City crews removed vehicles, the remnants of a burned home, trash and other items from the Fifth Street parcel during work performed in 2025 and earlier this year, and the owner has not repaid the city for those efforts. City Manager Barry Murphy said he wanted the lien in place in case the property is sold, noting, "We spent a lot of money on that property."

The parcel sits on the west side of Fifth Street where the street dead-ends at the railroad tracks, about a block west of South Baker Intermediate School. The council’s action formally secures the $23,267 against the lot so that a future seller or buyer would become responsible for repayment if the property changes hands.
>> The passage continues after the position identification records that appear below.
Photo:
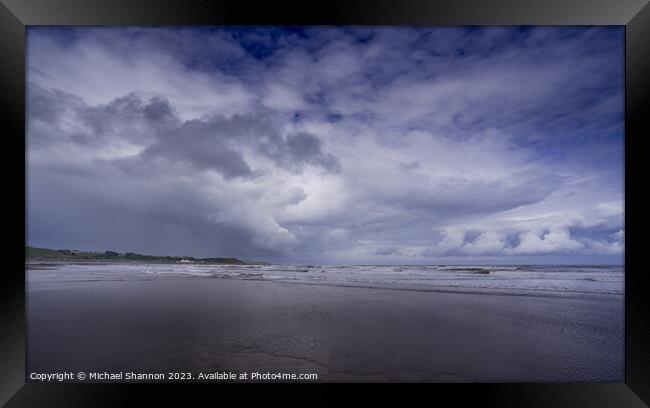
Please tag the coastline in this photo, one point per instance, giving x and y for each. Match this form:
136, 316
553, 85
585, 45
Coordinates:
340, 333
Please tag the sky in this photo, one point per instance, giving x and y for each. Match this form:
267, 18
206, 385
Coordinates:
333, 145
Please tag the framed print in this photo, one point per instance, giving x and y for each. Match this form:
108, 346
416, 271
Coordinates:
219, 193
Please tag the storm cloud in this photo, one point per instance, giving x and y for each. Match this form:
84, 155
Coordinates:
330, 145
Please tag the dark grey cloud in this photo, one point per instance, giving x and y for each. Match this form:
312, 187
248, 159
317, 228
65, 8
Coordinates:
207, 143
332, 145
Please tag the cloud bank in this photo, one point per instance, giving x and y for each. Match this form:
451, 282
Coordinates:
330, 145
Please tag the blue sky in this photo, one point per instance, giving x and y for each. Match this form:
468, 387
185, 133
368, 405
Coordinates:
329, 144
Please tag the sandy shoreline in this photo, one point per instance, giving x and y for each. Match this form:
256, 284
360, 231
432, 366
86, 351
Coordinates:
340, 333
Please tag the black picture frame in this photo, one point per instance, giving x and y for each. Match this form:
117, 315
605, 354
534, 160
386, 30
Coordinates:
15, 15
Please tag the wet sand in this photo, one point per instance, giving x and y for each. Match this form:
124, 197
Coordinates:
339, 333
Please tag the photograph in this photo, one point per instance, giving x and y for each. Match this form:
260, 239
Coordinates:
316, 204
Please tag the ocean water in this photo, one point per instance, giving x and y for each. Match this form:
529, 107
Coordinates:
537, 280
437, 323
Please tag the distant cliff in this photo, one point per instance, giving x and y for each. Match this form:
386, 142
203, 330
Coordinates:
66, 255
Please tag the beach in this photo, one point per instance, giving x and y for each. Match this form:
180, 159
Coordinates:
340, 332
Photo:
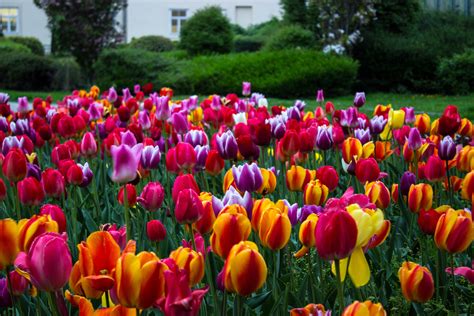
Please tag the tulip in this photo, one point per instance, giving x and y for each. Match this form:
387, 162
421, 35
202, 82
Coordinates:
315, 193
125, 162
14, 165
367, 170
454, 231
8, 242
336, 235
243, 260
274, 229
155, 230
30, 192
150, 157
420, 196
48, 262
378, 194
229, 229
366, 308
189, 207
191, 261
139, 279
416, 282
297, 178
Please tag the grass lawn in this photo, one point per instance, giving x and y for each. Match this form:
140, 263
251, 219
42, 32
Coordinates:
431, 104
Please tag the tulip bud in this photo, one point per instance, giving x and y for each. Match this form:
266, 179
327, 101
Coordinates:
416, 282
155, 230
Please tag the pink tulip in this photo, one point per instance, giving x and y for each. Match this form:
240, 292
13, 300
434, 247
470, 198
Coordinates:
125, 162
48, 262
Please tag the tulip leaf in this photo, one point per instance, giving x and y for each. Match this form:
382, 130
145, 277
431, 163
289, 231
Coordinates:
258, 299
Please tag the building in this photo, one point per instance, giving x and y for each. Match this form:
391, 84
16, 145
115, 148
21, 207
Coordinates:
141, 17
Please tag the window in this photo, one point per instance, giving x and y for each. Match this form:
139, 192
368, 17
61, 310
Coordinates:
9, 20
178, 17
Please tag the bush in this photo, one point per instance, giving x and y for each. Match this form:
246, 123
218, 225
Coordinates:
207, 31
68, 74
127, 67
456, 74
11, 47
290, 37
31, 42
247, 43
287, 73
409, 61
152, 43
25, 71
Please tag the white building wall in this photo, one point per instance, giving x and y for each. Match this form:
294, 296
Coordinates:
153, 17
32, 21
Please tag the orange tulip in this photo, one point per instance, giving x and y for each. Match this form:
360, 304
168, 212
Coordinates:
416, 282
274, 229
139, 279
454, 231
91, 275
245, 270
420, 196
230, 228
315, 193
378, 194
307, 235
366, 308
29, 229
351, 147
297, 177
8, 242
191, 261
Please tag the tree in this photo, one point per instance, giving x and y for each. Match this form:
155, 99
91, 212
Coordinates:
82, 27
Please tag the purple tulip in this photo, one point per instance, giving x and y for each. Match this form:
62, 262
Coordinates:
48, 262
227, 145
406, 181
363, 135
447, 148
4, 98
320, 96
377, 124
232, 196
112, 95
349, 117
414, 139
324, 140
22, 105
359, 99
125, 162
246, 88
128, 138
196, 137
150, 157
247, 177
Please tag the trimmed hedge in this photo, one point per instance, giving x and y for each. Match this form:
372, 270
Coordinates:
288, 73
126, 67
456, 74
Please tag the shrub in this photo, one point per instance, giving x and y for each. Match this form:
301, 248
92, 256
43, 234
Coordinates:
25, 71
126, 67
152, 43
292, 36
11, 47
68, 74
31, 42
207, 31
247, 43
456, 74
287, 73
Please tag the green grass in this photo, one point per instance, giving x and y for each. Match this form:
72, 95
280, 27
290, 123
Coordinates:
431, 104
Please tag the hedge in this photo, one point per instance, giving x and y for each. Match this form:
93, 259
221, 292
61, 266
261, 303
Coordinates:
285, 74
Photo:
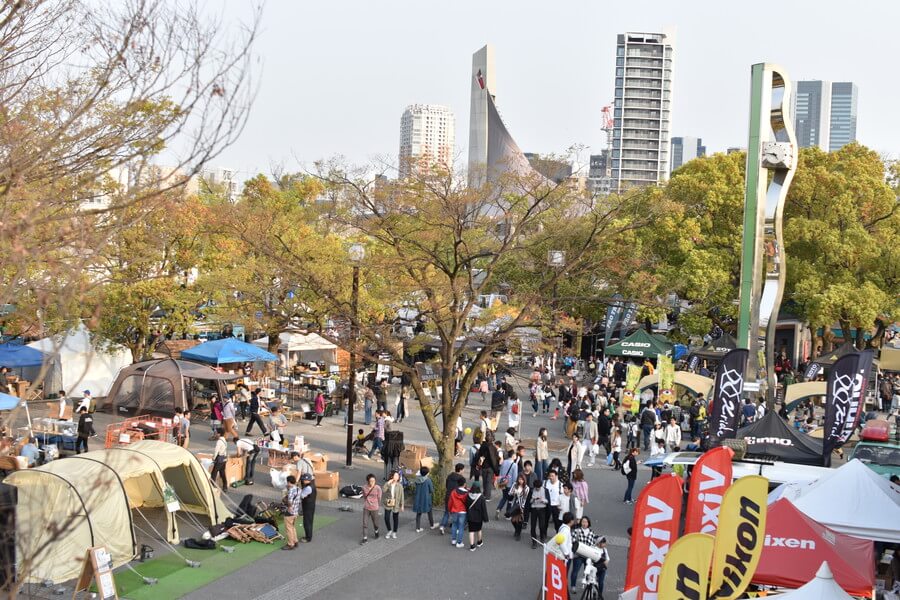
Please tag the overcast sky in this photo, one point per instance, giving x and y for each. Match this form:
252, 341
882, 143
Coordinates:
336, 75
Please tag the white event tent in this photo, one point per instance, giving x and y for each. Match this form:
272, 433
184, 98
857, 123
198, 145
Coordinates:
76, 363
852, 499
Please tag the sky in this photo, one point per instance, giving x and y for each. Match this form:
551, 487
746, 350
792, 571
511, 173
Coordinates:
336, 75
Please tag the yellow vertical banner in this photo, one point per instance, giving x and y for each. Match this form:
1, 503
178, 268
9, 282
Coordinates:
630, 401
685, 572
740, 537
666, 371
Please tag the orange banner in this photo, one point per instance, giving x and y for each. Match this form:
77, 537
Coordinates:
710, 478
655, 526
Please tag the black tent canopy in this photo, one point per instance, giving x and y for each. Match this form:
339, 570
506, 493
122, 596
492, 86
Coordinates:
772, 437
716, 349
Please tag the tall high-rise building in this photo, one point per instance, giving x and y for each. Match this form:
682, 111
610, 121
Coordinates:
642, 110
427, 136
843, 114
825, 114
685, 149
812, 113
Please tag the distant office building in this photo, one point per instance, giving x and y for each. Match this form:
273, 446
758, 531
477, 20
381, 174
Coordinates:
598, 180
642, 109
685, 149
427, 136
812, 113
825, 114
553, 169
843, 114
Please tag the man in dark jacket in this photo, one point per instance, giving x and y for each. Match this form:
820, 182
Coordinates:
454, 480
629, 467
85, 429
254, 413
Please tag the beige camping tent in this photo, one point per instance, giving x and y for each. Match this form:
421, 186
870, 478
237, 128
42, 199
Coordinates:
69, 505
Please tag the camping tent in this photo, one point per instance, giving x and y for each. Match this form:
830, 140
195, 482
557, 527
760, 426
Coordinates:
227, 350
794, 539
771, 436
716, 349
821, 587
67, 506
158, 386
854, 500
696, 383
640, 344
77, 363
303, 347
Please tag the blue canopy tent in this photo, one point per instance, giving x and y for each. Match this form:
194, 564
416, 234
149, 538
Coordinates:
227, 350
8, 402
16, 355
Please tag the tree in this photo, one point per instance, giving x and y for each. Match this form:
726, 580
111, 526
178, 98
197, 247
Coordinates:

Family members who worked on cleanup efforts described months of labor to meet court-ordered deadlines. Craig Calder said family members worked "last summer and early in the fall" to address issues Judge Brent Kerns set in Baker County Justice Court, and that the efforts were progressing: "We were making headway." Craig also said Ronald Calder’s daughter suffered a serious staph infection after stepping on a nail while working on the property in early October, and Craig said he was injured during the cleanup as well.

Craig expressed frustration with the city’s enforcement, saying he "feels the city has been a bit 'over aggressive' in dealing with Ronald Calder’s property." He also warned about the lien’s effect on plans to sell: "Ronald would like to sell the property, but the $23,000 lien will make that harder."

The parcel has a municipal record reaching back to 1994, with multiple cases tied to possible violations of the city’s property maintenance ordinance involving trailers and stored vehicles. Those historic cases and the deadlines from Judge Kerns prompted the family cleanup work that preceded the recent abatement.

Public materials and council discussion did not include a line-item accounting or contractor names tying specific invoices to the $23,267 total, and officials did not detail whether the lien includes penalties or administrative fees beyond abatement costs. With the lien now on the property title, the city has legally secured reimbursement for its outlays while questions about the exact cost breakdown and any further enforcement actions remain to be resolved.